Dans sa fuite précipitée, il avait perdu son épée et sa torchère, l'une ayant glissé de sa main et l'autre sournoisement arraché par un rameau. Seulement la lueur argentée et mourante des lunes éclairait encore les environs, éclairait sa fuite. Mais elle déclinait lentement, inexorablement, tandis que des ossements commençaient à craquer sous les enjambées lourdes et grasses de Skull. Il n'entendait aucun bruit de poursuite, simplement le souffle du vent qui ressemblait de plus en plus à quelque sinistre murmure.
Sans qu'il ne puisse l'éviter, les pieds de Skull trébuchèrent dans l'un des nombreux ruisselets frangés d'osselets et de plantes étranges. Il tomba. Il était presque nu, autant de vêtement que de peau. Une majeure partie des os des bras et des jambes saillaient des lambeaux ensanglantés de chairs, une généreuse portion du ventre avait été vidée, quelques méphitiques festons charnus pendant depuis la panse. La forêt l'avait tailladé de toute part. Dans un ultime effort, il se releva. Le corps tremblant de souffrance. Il ne courait plus. Il titubait de douleur. Il continuait, se mourant peu à peu de peur face aux châtiments qui l'attendait, tout en se laissant enveloppé dans se voile spectrale qu'offrait les clartés lunaires.
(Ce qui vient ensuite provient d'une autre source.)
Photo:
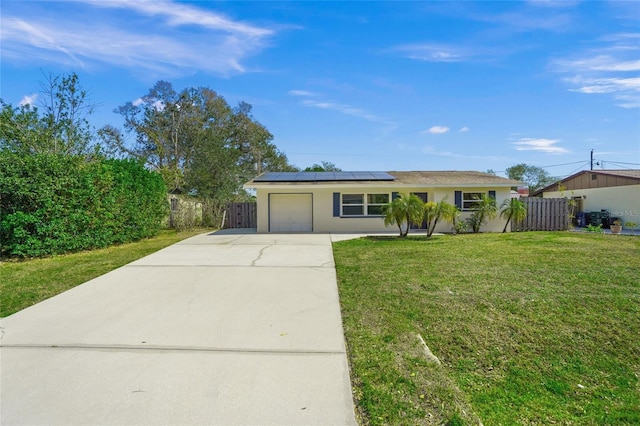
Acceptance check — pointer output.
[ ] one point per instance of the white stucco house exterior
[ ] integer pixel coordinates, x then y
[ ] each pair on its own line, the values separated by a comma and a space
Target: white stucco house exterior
352, 201
617, 191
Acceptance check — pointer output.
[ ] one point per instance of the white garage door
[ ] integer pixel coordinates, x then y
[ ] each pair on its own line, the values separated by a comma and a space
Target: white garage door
290, 213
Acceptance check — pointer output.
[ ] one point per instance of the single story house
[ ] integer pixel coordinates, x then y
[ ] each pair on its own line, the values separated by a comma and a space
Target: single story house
617, 191
353, 201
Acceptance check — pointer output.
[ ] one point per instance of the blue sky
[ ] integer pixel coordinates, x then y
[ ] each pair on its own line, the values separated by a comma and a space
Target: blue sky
365, 85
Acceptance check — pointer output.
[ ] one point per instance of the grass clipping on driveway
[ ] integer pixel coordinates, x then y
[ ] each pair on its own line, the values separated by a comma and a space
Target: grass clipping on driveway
530, 328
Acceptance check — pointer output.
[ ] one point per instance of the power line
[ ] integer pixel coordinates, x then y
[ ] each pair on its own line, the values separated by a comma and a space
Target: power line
564, 164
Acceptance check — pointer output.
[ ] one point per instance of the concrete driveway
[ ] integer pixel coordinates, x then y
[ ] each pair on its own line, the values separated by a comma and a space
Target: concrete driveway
217, 329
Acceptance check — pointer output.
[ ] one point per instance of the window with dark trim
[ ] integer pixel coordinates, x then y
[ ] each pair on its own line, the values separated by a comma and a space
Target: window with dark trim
363, 204
470, 200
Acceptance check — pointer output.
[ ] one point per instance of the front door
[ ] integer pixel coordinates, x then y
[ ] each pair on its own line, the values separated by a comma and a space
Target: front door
423, 197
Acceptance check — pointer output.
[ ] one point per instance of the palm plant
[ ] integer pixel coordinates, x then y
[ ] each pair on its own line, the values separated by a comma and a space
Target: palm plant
485, 209
512, 209
404, 209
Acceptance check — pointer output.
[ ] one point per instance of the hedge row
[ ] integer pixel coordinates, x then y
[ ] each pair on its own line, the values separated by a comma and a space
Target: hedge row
52, 204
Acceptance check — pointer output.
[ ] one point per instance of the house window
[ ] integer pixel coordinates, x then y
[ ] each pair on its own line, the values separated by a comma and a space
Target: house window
376, 203
470, 200
363, 204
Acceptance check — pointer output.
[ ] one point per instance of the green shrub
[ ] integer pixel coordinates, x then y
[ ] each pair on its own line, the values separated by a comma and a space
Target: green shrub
52, 204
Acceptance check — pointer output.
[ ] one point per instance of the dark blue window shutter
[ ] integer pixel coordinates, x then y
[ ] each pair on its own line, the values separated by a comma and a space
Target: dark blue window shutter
336, 204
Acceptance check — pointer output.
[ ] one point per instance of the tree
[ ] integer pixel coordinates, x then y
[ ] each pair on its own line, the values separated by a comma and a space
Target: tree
512, 209
535, 177
199, 144
324, 166
404, 209
485, 209
61, 127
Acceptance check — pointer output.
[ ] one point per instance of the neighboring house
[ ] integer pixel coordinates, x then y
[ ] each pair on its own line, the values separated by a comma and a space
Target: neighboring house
353, 201
617, 191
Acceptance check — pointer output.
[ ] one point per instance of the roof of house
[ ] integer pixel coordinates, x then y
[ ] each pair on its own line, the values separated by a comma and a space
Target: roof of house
395, 178
633, 174
438, 178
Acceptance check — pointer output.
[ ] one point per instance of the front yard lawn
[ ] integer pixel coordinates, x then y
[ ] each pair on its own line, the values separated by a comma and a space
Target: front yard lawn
27, 282
530, 328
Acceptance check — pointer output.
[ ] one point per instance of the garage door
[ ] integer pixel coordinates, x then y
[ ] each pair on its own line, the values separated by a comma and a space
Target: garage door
290, 213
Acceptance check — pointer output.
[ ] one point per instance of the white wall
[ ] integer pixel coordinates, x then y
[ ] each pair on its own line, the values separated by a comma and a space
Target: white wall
323, 220
620, 201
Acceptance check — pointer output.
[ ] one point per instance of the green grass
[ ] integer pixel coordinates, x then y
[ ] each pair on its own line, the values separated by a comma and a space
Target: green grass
531, 328
25, 283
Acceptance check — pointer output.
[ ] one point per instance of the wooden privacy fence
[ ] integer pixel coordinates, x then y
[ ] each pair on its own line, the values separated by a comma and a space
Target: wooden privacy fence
544, 214
241, 215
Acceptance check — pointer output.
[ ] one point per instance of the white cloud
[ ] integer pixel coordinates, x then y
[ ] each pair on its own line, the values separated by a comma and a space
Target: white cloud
437, 130
181, 14
543, 145
155, 46
611, 69
433, 52
429, 150
300, 93
29, 100
347, 110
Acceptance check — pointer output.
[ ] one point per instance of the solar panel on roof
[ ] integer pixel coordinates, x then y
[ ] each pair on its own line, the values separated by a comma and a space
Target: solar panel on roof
323, 176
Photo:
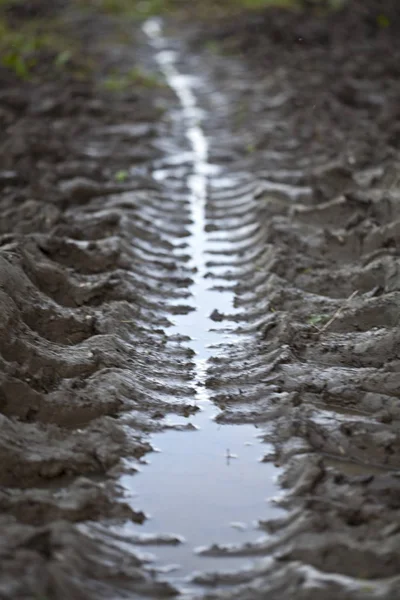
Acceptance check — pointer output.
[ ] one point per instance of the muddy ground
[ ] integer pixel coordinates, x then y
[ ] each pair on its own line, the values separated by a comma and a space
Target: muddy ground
90, 283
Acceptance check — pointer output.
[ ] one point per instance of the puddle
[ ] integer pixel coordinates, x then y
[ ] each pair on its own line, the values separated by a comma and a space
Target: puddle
209, 485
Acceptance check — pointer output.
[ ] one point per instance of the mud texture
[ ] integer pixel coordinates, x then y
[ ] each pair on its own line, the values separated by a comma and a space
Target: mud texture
88, 284
316, 113
305, 110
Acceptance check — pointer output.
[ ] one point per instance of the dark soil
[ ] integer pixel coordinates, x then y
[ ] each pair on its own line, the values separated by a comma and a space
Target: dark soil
89, 284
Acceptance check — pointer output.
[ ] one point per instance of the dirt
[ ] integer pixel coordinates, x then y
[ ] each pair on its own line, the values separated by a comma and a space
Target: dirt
91, 278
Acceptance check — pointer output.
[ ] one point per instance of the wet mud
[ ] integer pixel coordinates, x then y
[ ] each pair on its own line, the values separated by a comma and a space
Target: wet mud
300, 113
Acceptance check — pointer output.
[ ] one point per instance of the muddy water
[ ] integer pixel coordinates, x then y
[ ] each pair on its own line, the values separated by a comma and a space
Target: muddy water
207, 484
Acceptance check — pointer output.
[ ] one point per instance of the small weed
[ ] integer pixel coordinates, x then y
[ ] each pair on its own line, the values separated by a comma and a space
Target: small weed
121, 176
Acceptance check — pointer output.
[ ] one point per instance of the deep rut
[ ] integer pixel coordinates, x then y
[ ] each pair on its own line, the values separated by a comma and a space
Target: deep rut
206, 269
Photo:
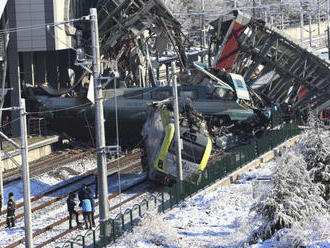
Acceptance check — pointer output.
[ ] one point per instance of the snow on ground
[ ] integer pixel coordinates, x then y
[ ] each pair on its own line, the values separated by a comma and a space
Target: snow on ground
215, 217
224, 217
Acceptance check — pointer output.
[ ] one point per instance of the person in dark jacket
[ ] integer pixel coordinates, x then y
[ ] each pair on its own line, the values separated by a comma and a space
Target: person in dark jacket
71, 205
86, 205
11, 207
91, 198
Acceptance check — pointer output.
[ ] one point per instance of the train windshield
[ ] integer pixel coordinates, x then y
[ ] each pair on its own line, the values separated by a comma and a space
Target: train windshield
191, 151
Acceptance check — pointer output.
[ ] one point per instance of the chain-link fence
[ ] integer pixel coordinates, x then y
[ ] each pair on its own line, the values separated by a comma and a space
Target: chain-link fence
217, 169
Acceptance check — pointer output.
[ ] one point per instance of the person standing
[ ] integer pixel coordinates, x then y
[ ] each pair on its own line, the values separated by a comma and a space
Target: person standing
11, 207
0, 201
91, 198
86, 206
71, 208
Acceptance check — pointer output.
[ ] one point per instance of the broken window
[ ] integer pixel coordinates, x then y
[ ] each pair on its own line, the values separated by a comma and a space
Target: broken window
160, 94
138, 94
192, 94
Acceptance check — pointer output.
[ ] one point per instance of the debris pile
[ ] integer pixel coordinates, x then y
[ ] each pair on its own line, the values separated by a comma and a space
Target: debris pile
301, 187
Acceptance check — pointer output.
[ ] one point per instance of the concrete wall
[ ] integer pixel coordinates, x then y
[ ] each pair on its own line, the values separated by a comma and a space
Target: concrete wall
32, 156
30, 13
39, 12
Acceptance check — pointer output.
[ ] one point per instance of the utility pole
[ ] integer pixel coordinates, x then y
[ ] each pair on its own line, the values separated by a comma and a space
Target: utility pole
176, 124
282, 17
1, 178
310, 29
301, 22
100, 133
26, 177
318, 17
202, 25
328, 29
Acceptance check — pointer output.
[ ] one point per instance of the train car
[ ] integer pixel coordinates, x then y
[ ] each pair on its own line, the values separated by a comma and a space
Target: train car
221, 102
160, 148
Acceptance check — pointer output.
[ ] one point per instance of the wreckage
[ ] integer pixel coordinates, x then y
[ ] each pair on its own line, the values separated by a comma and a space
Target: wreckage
160, 145
242, 50
271, 63
221, 97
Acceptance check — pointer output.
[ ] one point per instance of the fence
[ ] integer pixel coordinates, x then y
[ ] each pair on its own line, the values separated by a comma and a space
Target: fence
217, 168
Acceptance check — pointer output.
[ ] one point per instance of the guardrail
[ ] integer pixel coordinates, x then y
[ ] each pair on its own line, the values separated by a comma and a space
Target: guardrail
171, 197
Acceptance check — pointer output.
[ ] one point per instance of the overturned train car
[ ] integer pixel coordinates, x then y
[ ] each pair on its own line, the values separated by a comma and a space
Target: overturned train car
160, 147
273, 64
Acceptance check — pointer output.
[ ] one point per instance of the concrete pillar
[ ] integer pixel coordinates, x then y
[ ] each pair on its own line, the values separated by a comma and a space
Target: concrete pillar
40, 67
13, 69
27, 73
52, 69
63, 63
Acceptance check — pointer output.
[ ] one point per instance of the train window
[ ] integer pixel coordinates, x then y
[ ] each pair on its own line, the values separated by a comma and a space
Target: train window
160, 94
239, 83
191, 151
192, 94
136, 94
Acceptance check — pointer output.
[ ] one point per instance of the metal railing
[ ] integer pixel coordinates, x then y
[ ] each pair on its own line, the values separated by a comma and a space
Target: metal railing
217, 169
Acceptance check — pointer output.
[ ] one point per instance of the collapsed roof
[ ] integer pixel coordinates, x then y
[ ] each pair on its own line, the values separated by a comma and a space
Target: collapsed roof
283, 70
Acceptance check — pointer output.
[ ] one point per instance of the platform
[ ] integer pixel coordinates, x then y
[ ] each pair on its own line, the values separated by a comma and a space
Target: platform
38, 146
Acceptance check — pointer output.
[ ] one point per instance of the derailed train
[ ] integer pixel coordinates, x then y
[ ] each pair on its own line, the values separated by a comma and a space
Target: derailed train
160, 146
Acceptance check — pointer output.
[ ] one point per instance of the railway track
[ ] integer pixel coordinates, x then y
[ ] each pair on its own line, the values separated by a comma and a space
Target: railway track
42, 166
43, 203
46, 164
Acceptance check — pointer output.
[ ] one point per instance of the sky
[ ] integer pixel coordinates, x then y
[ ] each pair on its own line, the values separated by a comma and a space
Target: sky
218, 216
224, 217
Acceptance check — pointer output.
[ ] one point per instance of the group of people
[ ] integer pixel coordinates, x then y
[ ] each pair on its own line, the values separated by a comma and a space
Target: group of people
11, 207
87, 204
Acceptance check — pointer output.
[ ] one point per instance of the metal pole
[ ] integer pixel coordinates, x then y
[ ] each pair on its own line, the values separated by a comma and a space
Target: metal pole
99, 130
1, 178
202, 25
318, 17
310, 29
328, 35
301, 22
176, 123
282, 17
26, 178
328, 12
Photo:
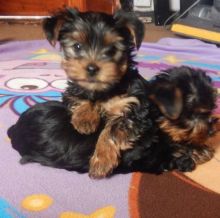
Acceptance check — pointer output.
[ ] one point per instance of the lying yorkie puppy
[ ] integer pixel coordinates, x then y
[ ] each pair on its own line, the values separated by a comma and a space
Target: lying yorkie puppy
111, 118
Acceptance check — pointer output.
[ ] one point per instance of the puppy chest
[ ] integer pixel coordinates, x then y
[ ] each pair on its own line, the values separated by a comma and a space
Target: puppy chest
119, 105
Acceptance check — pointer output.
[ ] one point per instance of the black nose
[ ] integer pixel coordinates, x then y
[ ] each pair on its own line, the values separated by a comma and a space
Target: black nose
92, 69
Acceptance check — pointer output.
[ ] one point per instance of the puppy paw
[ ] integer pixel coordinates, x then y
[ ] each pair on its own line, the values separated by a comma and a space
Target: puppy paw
85, 120
102, 165
184, 164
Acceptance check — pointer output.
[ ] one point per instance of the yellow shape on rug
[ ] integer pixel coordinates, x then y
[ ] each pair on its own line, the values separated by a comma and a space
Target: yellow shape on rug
37, 202
106, 212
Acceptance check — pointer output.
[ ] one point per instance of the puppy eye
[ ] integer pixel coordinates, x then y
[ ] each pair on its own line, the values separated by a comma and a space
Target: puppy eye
77, 47
110, 52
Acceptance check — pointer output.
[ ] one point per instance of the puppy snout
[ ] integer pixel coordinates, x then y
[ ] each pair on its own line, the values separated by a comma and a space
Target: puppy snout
92, 69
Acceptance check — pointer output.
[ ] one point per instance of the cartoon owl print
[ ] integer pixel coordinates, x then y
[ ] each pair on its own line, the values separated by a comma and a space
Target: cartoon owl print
22, 84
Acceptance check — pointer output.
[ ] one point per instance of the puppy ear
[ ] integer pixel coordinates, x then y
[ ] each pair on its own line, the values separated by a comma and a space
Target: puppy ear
133, 24
53, 24
169, 99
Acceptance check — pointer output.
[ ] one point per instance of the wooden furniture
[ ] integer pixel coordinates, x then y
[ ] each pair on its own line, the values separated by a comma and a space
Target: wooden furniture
45, 7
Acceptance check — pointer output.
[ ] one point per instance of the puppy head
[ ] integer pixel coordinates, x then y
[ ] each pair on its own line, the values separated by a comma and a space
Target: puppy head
98, 48
186, 98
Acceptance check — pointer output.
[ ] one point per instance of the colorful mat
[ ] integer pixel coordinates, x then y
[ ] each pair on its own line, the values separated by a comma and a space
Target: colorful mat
30, 73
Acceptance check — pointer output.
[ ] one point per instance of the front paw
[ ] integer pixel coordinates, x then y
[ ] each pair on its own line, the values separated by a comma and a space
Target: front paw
102, 166
183, 164
85, 122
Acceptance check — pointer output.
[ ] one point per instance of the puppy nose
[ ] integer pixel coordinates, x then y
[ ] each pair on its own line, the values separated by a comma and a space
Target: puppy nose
92, 69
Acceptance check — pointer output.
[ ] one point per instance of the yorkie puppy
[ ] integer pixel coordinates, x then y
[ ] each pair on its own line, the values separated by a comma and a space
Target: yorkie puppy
177, 104
103, 81
111, 117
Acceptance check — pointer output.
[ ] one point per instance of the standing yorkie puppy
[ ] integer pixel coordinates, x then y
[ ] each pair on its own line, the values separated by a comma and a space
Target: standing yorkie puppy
103, 82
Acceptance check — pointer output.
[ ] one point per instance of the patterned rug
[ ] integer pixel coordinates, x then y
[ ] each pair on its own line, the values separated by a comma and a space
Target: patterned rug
30, 73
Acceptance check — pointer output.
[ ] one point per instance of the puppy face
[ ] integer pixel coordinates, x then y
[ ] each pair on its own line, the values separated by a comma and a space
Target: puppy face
186, 98
97, 47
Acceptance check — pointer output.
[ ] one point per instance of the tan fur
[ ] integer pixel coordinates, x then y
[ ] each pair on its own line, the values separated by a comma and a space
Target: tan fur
109, 73
118, 105
85, 117
194, 133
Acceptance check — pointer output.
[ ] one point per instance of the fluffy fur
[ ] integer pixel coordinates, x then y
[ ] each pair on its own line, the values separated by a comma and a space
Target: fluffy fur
111, 118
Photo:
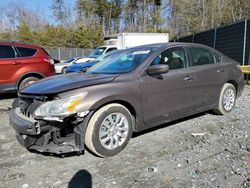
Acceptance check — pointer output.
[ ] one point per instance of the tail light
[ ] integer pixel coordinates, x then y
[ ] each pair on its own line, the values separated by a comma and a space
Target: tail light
49, 60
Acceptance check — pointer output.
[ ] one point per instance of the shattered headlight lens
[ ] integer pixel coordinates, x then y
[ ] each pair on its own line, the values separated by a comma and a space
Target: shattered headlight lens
59, 108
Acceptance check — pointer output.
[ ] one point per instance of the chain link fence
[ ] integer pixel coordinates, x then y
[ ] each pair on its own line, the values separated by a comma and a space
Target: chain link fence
232, 40
66, 53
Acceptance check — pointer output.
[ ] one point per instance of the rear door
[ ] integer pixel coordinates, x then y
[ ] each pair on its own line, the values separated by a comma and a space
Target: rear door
209, 73
9, 65
168, 95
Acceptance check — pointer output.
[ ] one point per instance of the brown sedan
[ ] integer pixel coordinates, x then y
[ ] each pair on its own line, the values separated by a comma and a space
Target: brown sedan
129, 91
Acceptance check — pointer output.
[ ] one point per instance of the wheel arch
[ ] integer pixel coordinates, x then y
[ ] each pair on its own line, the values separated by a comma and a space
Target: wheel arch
127, 105
235, 84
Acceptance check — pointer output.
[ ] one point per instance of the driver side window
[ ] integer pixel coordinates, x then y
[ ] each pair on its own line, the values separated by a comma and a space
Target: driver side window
175, 58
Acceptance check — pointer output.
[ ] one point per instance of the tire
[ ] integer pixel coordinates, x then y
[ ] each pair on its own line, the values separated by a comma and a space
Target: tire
27, 81
15, 103
100, 129
227, 99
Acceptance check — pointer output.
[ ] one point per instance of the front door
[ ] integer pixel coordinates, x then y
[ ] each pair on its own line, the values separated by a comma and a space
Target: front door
169, 95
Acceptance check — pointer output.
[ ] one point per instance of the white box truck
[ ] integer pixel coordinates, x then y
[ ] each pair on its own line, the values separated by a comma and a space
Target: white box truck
128, 40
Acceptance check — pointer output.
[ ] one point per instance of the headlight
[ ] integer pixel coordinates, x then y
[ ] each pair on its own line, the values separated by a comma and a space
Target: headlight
59, 108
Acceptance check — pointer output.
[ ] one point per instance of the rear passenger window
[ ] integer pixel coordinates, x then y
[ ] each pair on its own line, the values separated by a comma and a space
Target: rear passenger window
175, 58
6, 52
217, 58
26, 52
200, 56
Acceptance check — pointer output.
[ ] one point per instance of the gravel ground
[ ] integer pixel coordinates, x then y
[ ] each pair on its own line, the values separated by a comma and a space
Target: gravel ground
205, 150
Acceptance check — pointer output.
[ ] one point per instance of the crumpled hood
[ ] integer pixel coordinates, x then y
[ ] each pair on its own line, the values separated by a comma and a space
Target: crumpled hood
60, 83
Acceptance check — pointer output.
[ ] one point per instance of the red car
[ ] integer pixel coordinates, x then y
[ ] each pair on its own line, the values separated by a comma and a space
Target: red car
22, 64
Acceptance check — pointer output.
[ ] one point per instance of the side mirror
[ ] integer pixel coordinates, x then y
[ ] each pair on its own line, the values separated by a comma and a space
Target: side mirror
158, 69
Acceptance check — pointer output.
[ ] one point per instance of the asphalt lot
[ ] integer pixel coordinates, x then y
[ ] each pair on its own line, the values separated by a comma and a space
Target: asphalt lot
205, 150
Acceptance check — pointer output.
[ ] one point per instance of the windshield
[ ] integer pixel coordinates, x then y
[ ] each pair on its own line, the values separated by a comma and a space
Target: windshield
100, 58
97, 52
69, 60
120, 62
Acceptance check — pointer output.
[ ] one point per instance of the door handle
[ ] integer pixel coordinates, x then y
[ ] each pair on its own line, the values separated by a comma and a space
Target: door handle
188, 78
220, 70
16, 63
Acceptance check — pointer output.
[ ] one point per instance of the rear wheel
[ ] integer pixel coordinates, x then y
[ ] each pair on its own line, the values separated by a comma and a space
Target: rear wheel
27, 81
109, 130
227, 99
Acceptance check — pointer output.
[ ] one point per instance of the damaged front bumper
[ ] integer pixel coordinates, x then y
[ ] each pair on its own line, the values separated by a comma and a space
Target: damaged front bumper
47, 136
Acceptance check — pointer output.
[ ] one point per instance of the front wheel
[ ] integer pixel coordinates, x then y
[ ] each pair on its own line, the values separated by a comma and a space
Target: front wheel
227, 99
109, 130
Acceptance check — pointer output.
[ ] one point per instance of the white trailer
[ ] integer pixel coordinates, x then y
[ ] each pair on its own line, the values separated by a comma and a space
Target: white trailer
128, 40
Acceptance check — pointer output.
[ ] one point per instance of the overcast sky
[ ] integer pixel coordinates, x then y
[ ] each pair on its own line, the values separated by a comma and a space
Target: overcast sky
40, 5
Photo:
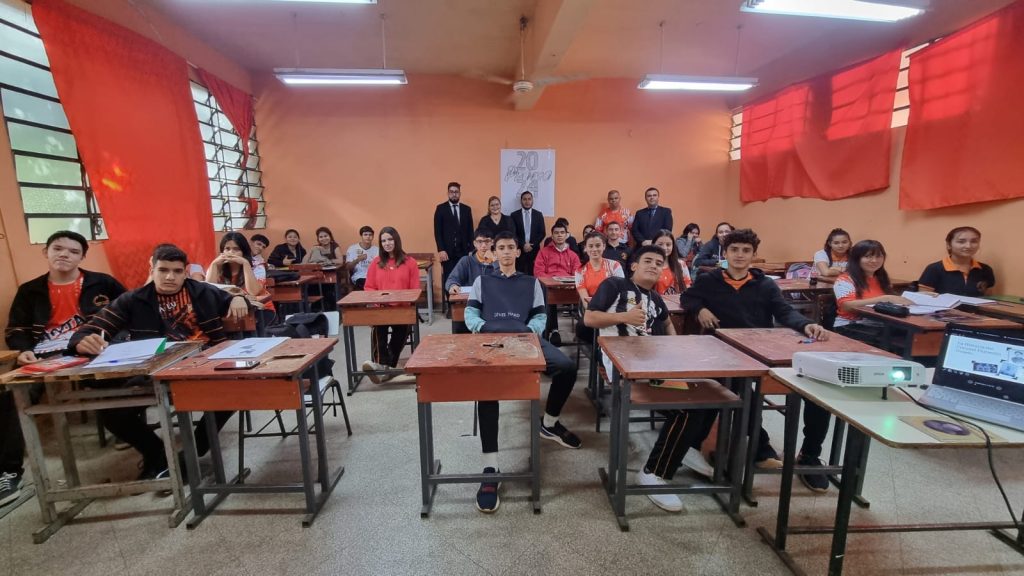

Avançant encore et encore, il finit par apercevoir une étrange lueur entre les frondaisons d'un chêne mort. De ses doigts, en partie découpés, il écarta les quelques branches et aperçut le pâle reflet des lunes sur les eaux immobiles et opaques du Karth. Mais alors qu'il l'observait, il tomba à genoux, s'affaissa en sentant les derniers restes de force et de vie le quitter. Puis, soudainement, il les vit : une armée de cadavre et de spectre, dont les sabots des cavaliers battaient l'eau comme s'ils s'agissaient d'une terre poussiéreuse. Wokag chevauchait à leurs têtes. Ainsi vécut et mourut Skull de l'auberge Hroldan.